– Вкуснее ничего не нашлось? – прямо из воронки возмутилась я, не выдержав сводящего зубы вкуса и даже позабыв, что почти умерла.

– Пей, что дают, а не то мухоморов тебе отварю, не обрадуешься, – по-знахарски деловито посоветовал Леший.

Я резко очнулась, будто толкнули, хотела сесть, но меня остановила железная рука дружинного.

– Лежи, попрыгунья. Сумела на пороге у Финиста отравленную стрелу отыскать, не плачься теперь.

– Стреляли в князя? – деловито уточнил стоящий рядом Парацельс.

Леший коротко кивнул. Грек помрачнел:

– Эти твари давно на него охотятся, разбоем в море выманивают. Черномор даже бурю поднял в последний-то раз, чтоб Финиста не пустить, а все одно не сдержал, только зазря корабли чужие потопил во множестве. Но чтоб стрелой отравленной в князя целиться, первый раз о том слышу.
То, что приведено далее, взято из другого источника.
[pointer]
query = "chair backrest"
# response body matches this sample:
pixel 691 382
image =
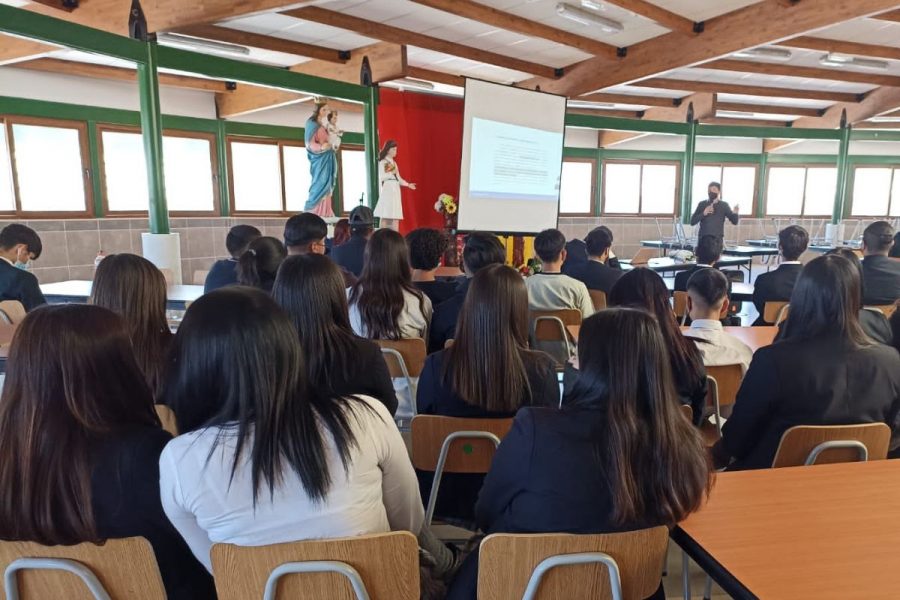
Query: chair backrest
pixel 126 569
pixel 775 312
pixel 412 350
pixel 507 562
pixel 464 455
pixel 387 564
pixel 13 310
pixel 200 277
pixel 799 443
pixel 598 298
pixel 167 418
– А почто тебе о подобном слыхать, лекарь? Сам же признался, ничего ты в северных ядах не смыслишь. Ранили бы Финиста, он через сутки замертво бы слег, и ты ничего поделать бы не сумел. Ежели б ты о том яде загодя прознал, то за книги ученые б сел. Вдруг да нашел бы ответ. Меня иное гнетет, почто норманнам Финиста ядом потчевать? Коли уж убивать, так чтоб наверняка. А не хитромудрой отравой действовать.

– Так пытались они, раз пять уж на моей памяти с тех пор, как на Буян Финист вернулся. А цел и невредим великий князь. Вот и помыслили…

– Как же, – невесело хмыкнул Леший, – помыслили! Столь хитро мыслить-то они не умеют… Да и яд у норманнов непростой. Через день с ног валит, после человек в сон впадает, тяжелый да страшный, на смерть похожий. Со стороны и не отличишь, жив али мертв уже. Ежели ядом травленного успеть снадобьем напоить, он быстро на ноги встанет. Коли же в сон успеет уйти, долгой дорога к жизни окажется. Финиста б похоронили в усыпальнице княжеской, и никто б после не хватился тела его. А тут…

– Хула! – четко определила я. – Я его видела, пока вы дрались. И кстати, не он ли Бьерну под шумок про меня нашептал?

А ведь и правда, ему ничего не мешало. Там в толчее к пленным норманнам подобраться способен был любой. А устроить ради возможности перемолвиться драку на площади Хуле было бы лишь в удовольствие. Но затевать все только ради моего имени? Да и откуда ему было знать, что я появилась в Арконе?

Последовала тишина.

– А вовремя мы приплыли, – с непередаваемой интонацией заметил Леший, ласково так. На месте тех, кто покушается на Финиста, я бы немедленно бросилась прочь, теряя тапки.

– Да, только вас тут и не хватало! – не очень-то радушно бросил Парацельс, невысокий греческий лекарь явно пребывал не в духе.

Леший резко развернулся к нему, нахмурился:

– А ну-ка, выкладывай все без утайки, – велел он.

Парацельс ответить не успел. За дверью раздался шум, торопливая женская речь.

– Замолчи! – услышали мы громкое и отчетливое. Финист, на моей памяти, не говорил так почти никогда, выходит, сейчас был разгневан не на шутку. – Твои слова я услышал, чего еще от меня желаешь?

– Я люблю его, брат! – явственно раздалось в ответ. О, кажется, я знаю, кто за дверью яростно спорит с великим князем и отчего. Кажется, сейчас нас погонят взашей…

Резная узорчатыми листьями дверь широко распахнулась, и внутрь буквально влетела красавица с толстыми русыми косами, в тяжелом парчовом наряде. Радимира. Добрейшей души молодая женщина, вспыльчивая, порой заносчивая, сейчас она выглядела истинной княжной богатейшего города: в расшитом платье и кафтане с собольей опушкой, в тяжелом золотом венце с самоцветами, в красных расшитых сапожках.

Леший и Парацельс сразу же встали, поклонились сестре великого князя Арконы как подобало. Радимира замерла на пороге, залилась румянцем, в сильном волнении стиснула руки.